A THREE-SIDED OROGEN: A NEW TECTONIC MODEL FOR ANCESTRAL ROCKY MOUNTAIN UPLIFT AND BASIN DEVELOPMENT (Invited Presentation)


LEARY, Ryan J.1, UMHOEFER, Paul J.2, SMITH, M. Elliot3 and RIGGS, Nancy R.1, (1)School of Earth Sciences and Environmental Sustainability, Northern Arizona University, PO Box 4099, Flagstaff, AZ 86011-0103, (2)School of Earth Sciences and Environmental Sustainability, Northern Arizona University, PO Box 4099, Flagstaff, AZ 86011-4099, (3)Earth Sciences and Environmental Sustainability, Northern Arizona University, Flagstaff, AZ 86011, ryan.leary@nau.edu

Many decades of research have resulted in a detailed understanding of the structural and sedimentologic evolution of individual Ancestral Rocky Mountain (ARM) uplifts and associated basins, active during Pennsylvanian-Permian time.

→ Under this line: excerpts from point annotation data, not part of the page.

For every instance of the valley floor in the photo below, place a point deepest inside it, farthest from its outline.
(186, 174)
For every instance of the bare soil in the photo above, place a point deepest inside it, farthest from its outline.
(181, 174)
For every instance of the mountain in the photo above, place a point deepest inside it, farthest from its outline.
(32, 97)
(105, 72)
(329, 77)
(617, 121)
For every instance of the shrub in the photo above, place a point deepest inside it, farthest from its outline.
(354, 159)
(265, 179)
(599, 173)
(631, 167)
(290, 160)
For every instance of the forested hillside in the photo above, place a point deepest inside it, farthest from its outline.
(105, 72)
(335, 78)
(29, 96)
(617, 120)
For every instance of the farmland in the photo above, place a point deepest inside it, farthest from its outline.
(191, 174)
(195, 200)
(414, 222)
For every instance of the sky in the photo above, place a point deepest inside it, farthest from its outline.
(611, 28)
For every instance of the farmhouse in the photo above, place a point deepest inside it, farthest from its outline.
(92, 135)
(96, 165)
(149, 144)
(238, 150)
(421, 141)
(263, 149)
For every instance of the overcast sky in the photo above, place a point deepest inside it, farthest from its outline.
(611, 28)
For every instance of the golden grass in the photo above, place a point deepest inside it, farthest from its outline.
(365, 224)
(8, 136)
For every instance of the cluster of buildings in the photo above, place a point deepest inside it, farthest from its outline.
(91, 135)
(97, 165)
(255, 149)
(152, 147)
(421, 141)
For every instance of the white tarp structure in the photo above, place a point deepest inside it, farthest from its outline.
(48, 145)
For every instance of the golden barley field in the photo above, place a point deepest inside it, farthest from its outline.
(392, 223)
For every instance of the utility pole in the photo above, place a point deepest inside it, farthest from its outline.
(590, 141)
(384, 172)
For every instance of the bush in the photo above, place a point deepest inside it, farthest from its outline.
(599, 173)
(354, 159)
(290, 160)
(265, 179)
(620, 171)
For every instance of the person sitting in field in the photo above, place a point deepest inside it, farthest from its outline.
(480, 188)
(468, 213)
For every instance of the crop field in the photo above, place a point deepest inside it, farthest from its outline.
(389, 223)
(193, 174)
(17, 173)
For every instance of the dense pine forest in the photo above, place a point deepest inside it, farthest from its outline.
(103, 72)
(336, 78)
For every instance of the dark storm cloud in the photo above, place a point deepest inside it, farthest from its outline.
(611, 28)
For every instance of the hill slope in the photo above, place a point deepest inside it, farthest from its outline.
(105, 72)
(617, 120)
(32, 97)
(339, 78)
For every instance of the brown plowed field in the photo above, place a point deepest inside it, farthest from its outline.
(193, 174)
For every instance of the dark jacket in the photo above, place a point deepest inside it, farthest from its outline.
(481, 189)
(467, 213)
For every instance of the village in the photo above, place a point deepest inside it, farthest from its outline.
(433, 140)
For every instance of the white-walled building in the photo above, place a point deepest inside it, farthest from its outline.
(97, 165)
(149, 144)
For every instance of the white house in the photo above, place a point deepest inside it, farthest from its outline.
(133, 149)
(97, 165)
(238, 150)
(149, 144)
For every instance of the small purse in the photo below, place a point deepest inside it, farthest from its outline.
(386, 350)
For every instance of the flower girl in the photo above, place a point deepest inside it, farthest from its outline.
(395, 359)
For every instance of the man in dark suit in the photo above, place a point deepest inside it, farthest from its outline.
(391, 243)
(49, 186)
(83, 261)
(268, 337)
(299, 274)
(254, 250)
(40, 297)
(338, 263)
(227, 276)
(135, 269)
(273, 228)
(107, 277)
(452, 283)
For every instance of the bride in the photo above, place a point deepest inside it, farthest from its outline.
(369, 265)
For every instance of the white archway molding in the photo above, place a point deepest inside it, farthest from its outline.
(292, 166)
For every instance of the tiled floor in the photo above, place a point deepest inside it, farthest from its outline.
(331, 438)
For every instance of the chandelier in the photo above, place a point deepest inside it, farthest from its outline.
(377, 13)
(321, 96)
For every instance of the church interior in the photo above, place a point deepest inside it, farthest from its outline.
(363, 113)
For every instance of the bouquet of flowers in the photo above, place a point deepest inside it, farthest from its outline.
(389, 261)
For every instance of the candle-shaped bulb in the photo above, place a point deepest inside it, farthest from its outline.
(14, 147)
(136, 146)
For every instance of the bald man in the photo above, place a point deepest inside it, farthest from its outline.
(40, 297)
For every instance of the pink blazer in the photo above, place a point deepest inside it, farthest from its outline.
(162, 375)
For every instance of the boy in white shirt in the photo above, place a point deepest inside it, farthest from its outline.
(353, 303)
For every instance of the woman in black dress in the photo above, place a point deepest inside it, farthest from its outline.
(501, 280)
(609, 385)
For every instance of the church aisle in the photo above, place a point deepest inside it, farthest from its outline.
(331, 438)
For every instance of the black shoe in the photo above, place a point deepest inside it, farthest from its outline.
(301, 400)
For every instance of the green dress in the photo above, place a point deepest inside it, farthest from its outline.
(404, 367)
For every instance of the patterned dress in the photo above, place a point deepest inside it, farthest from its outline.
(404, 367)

However, the overall tectonic mechanisms for uplift and subsidence remain debated. The various proposed tectonic drivers include intra-foreland stress resulting from progressive closure of the Ouachita-Marathon belt; wrenching associated with this closure; left-lateral slip along major fault systems; the activation of pre-existing continental weaknesses; mafic underplating; and flat-slab subduction along the southwest (Sonoran) Laurentian margin. However, none of these models fully accounts for the geometry and kinematics of ARM uplifts and the lack of any associated magmatic activity. The orientation of most ARM uplifts is nearly orthogonal to the Ouachita-Marathon belt, and although some strike slip motion has been documented, most uplift bounding faults experienced SW-NE displacement, 90° offset from that expected if collision along the Ouachita-Marathon belt was the principle source of stress. Flat-slab subduction proposed along the Sonoran margin of Laurentia addresses this issue; however, the expected continent-ward sweep and return of magmatism into the Rockies has never been identified.

To explain the geometry and kinematics of ARM uplifts and the absence of magmatism within the ARM region, we propose that ARM tectonism was driven by sinistral transpression of the Caborca Block along the Sonoran margin from southern California to its current location in northern Mexico. In this scenario, convergent tectonism in the Ouachita-Marathon belt and western Nevada served only as tectonic backstops, but neither was the driving force for SW-NE directed contraction. Recent U-Pb zircon ages for plutonic rocks and volcanic clasts in Caborca suggests that subduction initiated during the Permian, marking the likely end of transpression. This timing is consistent with the observed diminishment in ARM deformation at that time, and also with recent late-Paleozoic global plate models that suggest a shift to convergent motion between the North American and Panthalassan Plates coincident with early ARM tectonism.